Следующие шаги являются руководством для начала работы:
1) Во-первых, вам нужен Root Authority для генерации сертификатов вашего клиента и сервера. Вы можете использовать внешнего поставщика полномочий (например, Verisign) или создать свой собственный, используя что-то вроде Microsoft Certificate Server.
Для генерации сертификата Root Authority для разработки вы можете использовать инструмент "makecert", который поставляется с Visual Studio, например,
makecert -n "CN=MyRootCA" -r -sv RootCA.pvk RootCA.cer
2) Затем вам необходимо запросить / сгенерировать сертификаты клиента и сервера. Оба типа сертификатов могут быть установлены как сертификаты локального компьютера, и оба должны быть подписаны с использованием одного и того же корневого органа. Вы можете запросить клиентские сертификаты через веб-интерфейс Microsoft Certificate Server, например, http://mycertserver/certsrv.
Чтобы сгенерировать сертификат клиента разработки для каждой машины, вы можете снова использовать «makecert». Обратите внимание, что клиентские сертификаты подписаны с помощью сертификата корневого центра разработки, созданного на шаге 1.
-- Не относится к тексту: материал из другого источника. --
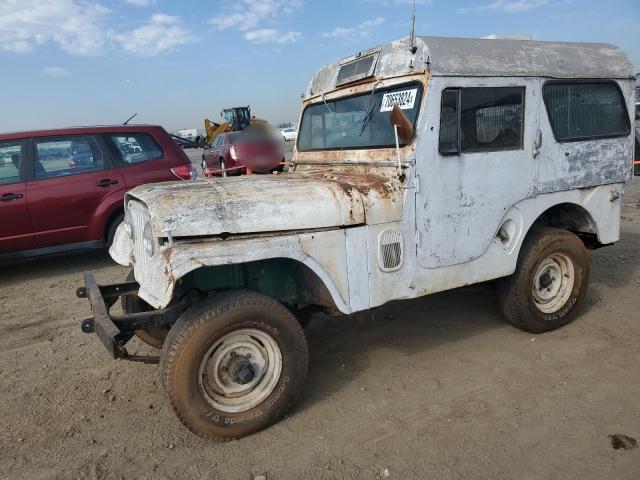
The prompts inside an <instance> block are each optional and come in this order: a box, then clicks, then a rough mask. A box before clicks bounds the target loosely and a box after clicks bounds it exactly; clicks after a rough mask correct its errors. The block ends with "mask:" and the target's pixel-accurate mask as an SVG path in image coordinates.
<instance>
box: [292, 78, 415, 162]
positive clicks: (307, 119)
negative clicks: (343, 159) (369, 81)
mask: <svg viewBox="0 0 640 480" xmlns="http://www.w3.org/2000/svg"><path fill="white" fill-rule="evenodd" d="M421 96H422V86H421V85H420V84H418V83H412V84H408V85H401V86H397V87H393V88H385V89H380V90H375V92H374V93H373V95H372V94H371V92H367V93H364V94H361V95H357V96H354V97H349V98H339V99H336V100H330V101H327V102H326V103H325V102H320V103H316V104H314V105H310V106H308V107H307V108H305V110H304V112H303V114H302V121H301V122H300V128H299V132H298V150H299V151H302V152H304V151H309V150H343V149H354V148H384V147H394V146H395V144H396V141H395V135H394V132H393V127H392V126H391V123H390V122H389V115H390V114H391V111H392V110H393V107H394V106H395V105H397V106H398V107H400V109H401V110H402V112H403V113H404V114H405V115H406V116H407V118H408V119H409V121H410V122H411V123H412V124H413V126H414V128H415V122H416V118H417V117H418V110H419V108H420V98H421ZM400 145H403V143H402V142H400Z"/></svg>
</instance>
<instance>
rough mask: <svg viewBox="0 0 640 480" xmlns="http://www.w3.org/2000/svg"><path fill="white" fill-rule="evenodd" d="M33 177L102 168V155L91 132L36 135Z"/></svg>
mask: <svg viewBox="0 0 640 480" xmlns="http://www.w3.org/2000/svg"><path fill="white" fill-rule="evenodd" d="M34 145H35V154H36V156H35V178H36V180H40V179H43V178H54V177H64V176H68V175H77V174H79V173H87V172H95V171H97V170H103V169H104V156H103V155H102V150H100V147H99V146H98V143H97V142H96V139H95V138H93V137H91V136H70V137H57V138H41V139H40V138H37V139H35V140H34Z"/></svg>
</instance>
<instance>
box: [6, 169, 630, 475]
mask: <svg viewBox="0 0 640 480" xmlns="http://www.w3.org/2000/svg"><path fill="white" fill-rule="evenodd" d="M639 187H640V182H639V181H638V179H636V180H635V181H634V182H633V183H632V184H631V185H628V187H627V192H626V195H625V197H624V203H625V207H624V216H623V226H622V236H623V240H622V241H621V242H619V243H617V244H616V245H615V246H613V247H609V248H604V249H601V250H598V251H596V252H593V253H592V260H593V261H592V276H591V279H592V281H591V286H590V288H589V293H588V297H587V301H586V304H585V305H584V308H583V310H582V314H581V316H580V317H579V318H578V319H577V320H576V321H575V322H573V323H572V324H570V325H568V326H567V327H565V328H563V329H561V330H558V331H555V332H551V333H548V334H544V335H539V336H534V335H530V334H526V333H523V332H521V331H518V330H516V329H515V328H512V327H511V326H509V325H508V324H506V323H505V322H504V321H503V320H502V319H501V317H500V315H499V313H498V310H497V308H496V305H495V302H494V298H493V294H492V290H491V288H490V287H488V286H475V287H472V288H467V289H461V290H457V291H452V292H447V293H444V294H439V295H434V296H430V297H426V298H422V299H418V300H415V301H407V302H402V303H392V304H389V305H386V306H384V307H382V308H379V309H376V310H375V312H367V313H366V314H364V315H359V316H356V317H355V318H346V317H343V318H328V317H325V316H322V315H318V316H317V317H315V318H314V320H312V322H311V324H310V325H309V327H308V330H307V333H308V338H309V343H310V351H311V367H310V372H309V377H308V380H307V387H306V391H305V392H304V394H303V396H302V398H301V400H300V401H299V403H298V404H297V405H296V406H295V407H294V409H293V410H292V411H291V413H290V415H289V416H288V417H287V418H286V419H284V420H283V421H281V422H280V423H279V424H277V425H275V426H273V427H272V428H270V429H268V430H266V431H264V432H262V433H259V434H256V435H253V436H251V437H249V438H246V439H243V440H239V441H233V442H229V443H222V444H219V443H210V442H207V441H204V440H201V439H199V438H198V437H196V436H194V435H192V434H190V433H189V432H187V431H186V430H185V429H184V428H182V427H181V425H180V424H179V423H178V421H177V420H176V419H175V417H174V415H173V413H172V412H171V411H170V409H169V407H168V406H167V403H166V402H165V400H164V398H163V394H162V391H161V389H160V387H159V385H158V367H157V366H156V365H144V364H137V363H131V362H126V361H114V360H111V359H109V358H108V356H107V354H106V352H105V350H104V348H103V346H102V345H101V344H100V342H99V341H98V339H97V338H96V337H95V336H94V335H85V334H83V333H81V332H80V328H79V321H80V320H81V319H82V318H85V317H87V316H89V314H90V312H89V305H88V303H87V301H86V300H80V299H78V298H76V297H75V295H74V291H75V288H76V287H77V286H78V285H80V283H81V279H82V272H83V271H85V270H91V271H94V272H96V275H97V278H98V280H99V281H100V282H111V281H118V280H120V279H122V278H123V277H124V276H125V274H126V271H125V269H123V268H121V267H119V266H116V265H114V264H113V263H112V262H111V261H110V259H109V258H108V256H107V255H106V254H104V253H94V254H80V255H73V256H66V257H62V258H60V257H59V258H50V259H42V260H38V261H33V262H30V263H24V264H19V265H14V266H11V267H2V268H1V269H0V305H1V307H0V308H1V312H2V315H0V412H1V414H0V478H6V479H16V478H25V479H40V478H42V479H45V478H46V479H49V478H65V479H66V478H83V479H84V478H95V479H116V478H126V479H130V478H147V479H165V478H166V479H214V478H215V479H218V478H219V479H236V478H237V479H251V478H254V477H255V476H258V475H264V476H265V477H266V478H268V479H272V480H273V479H290V478H304V479H334V478H346V479H359V478H362V479H377V478H386V477H387V476H388V478H402V479H409V478H411V479H417V478H420V479H440V478H441V479H470V478H483V479H484V478H504V479H514V478H517V479H519V480H526V479H540V478H553V479H563V480H567V479H638V478H640V446H639V447H637V448H634V449H626V450H625V449H614V448H612V443H611V439H610V437H609V436H610V435H613V434H626V435H629V436H631V437H634V438H637V439H640V368H638V360H639V359H640V355H639V354H640V315H639V311H640V288H639V287H640V266H639V262H640V252H639V251H638V246H639V245H640V194H639ZM134 342H137V341H134ZM134 342H132V343H131V349H130V350H132V351H133V352H137V353H149V352H150V350H149V349H147V347H145V346H143V345H142V344H140V343H134Z"/></svg>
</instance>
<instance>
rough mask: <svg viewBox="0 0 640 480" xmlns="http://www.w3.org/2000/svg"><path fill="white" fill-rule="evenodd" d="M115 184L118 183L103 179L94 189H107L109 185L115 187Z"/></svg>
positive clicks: (98, 182)
mask: <svg viewBox="0 0 640 480" xmlns="http://www.w3.org/2000/svg"><path fill="white" fill-rule="evenodd" d="M116 183H118V181H117V180H113V179H111V178H105V179H104V180H100V181H99V182H98V183H96V187H108V186H109V185H115V184H116Z"/></svg>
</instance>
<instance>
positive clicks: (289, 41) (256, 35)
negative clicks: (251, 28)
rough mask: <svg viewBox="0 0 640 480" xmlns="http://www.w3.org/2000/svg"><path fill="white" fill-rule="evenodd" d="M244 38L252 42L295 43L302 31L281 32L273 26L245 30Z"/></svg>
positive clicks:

makecert -pe -n "CN=MyCert" -ss my -sky exchange -sk MyCert
-iv MyRootCA.pvk -ic MyRootCA.cer -sr localmachine MyCert.cer
Это позволит установить сертификат на компьютере, на котором выполняется команда, в папку «Личные сертификаты» в хранилище локального компьютера.
Чтобы сервер доверял сертификатам клиента, вам необходимо установить сертификат корневого центра разработки в хранилище доверенных корневых центров сертификации сервера (для этого используйте оснастку «Сертификаты mmc»). У клиентов также должен быть установлен корневой сертификат таким же образом, чтобы они доверяли своим собственным сертификатам.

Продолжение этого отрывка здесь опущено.